Credit unions seek to adapt
Research reaffirms how indispensable branches are to members. The Financial Brand reports that the two biggest obstacles people find in joining a credit union are inconvenient branch locations and not enough branches, with a total of 38% of non-members saying these issues would prevent them from considering a switch to credit unions, proving that consumers still value brick and mortar locations above most else.
So, if branches remain essential to members but are still seeing less use than online services, what’s the correct solution? Maybe it’s no matter of choosing whether we continue investing in our technologies and increasing online and mobile convenience or allowing brick and mortar stores to remain open; maybe brick and mortar needs to simply evolve and update the way it operates.
Instead of closing branches, some credit unions are simply slimming down and remodeling, turning larger branches into smaller locations and installing ATMs and Interactive Teller Machines (ITMs) for members to use. Tellers, in this scenario, would work during normal branch hours to assist the members in using the machines and field questions. This system allows members to service themselves when it’s convenient for them (even outside of typical branch hours).
Others, such as Michigan Legacy Credit Union, are making their tellers mobile, equipped with handheld software to meet their members were and when it is convenient for them, making their branch – in essence – mobile.

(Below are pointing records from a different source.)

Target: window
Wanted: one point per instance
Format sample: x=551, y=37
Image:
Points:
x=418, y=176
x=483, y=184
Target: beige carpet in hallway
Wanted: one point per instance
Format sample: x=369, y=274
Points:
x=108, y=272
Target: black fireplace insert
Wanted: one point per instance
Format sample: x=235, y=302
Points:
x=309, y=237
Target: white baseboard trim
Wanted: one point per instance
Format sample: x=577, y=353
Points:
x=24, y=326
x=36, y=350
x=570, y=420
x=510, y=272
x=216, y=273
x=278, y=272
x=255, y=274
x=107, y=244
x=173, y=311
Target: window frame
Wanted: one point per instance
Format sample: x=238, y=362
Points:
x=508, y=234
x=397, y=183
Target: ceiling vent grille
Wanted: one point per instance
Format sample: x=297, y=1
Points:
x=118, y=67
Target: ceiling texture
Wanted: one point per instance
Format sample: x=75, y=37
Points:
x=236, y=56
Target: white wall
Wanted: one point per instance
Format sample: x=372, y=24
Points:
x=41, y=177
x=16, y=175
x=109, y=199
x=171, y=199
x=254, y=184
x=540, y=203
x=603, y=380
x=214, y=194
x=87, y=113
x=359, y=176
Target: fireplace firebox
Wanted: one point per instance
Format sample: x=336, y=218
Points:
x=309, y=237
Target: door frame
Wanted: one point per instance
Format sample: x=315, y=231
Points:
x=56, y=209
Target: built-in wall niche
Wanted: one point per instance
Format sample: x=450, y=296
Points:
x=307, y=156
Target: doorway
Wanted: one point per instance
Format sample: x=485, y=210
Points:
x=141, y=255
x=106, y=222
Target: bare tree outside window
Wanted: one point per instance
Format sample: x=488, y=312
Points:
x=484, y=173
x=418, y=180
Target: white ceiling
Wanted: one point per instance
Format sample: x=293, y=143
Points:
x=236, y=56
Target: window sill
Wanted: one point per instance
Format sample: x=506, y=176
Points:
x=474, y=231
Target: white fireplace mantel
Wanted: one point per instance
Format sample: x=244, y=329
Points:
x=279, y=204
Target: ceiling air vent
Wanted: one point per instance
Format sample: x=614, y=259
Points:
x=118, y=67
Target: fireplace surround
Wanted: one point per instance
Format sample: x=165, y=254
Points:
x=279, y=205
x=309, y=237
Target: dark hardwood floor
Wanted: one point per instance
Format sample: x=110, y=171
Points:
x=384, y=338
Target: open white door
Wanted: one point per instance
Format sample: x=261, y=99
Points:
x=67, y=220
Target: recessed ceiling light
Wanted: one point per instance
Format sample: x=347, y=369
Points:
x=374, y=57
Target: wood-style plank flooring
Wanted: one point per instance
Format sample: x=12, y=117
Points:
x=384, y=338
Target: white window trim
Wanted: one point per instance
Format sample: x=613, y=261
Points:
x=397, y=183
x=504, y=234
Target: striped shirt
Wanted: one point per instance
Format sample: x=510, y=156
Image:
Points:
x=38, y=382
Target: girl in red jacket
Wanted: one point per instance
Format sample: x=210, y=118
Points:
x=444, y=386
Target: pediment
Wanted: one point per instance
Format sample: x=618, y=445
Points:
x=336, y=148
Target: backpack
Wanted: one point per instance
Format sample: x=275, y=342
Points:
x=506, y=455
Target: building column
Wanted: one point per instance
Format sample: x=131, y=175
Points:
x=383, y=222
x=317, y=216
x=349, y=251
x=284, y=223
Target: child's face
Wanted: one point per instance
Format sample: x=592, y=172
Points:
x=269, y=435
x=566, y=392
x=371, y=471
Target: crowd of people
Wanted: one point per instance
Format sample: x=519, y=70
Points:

In the coming years, we are likely to continue seeing other credit unions taking initiative and thinking outside the box in how they use their brick and mortar locations. Some may transform into ITM hubs, some may go mobile, and some may simply incorporate new technologies into their existing system. In any case, it’s unlikely we will ever see a day without brick and mortar branches, so long as they continue to adapt to current technological demands.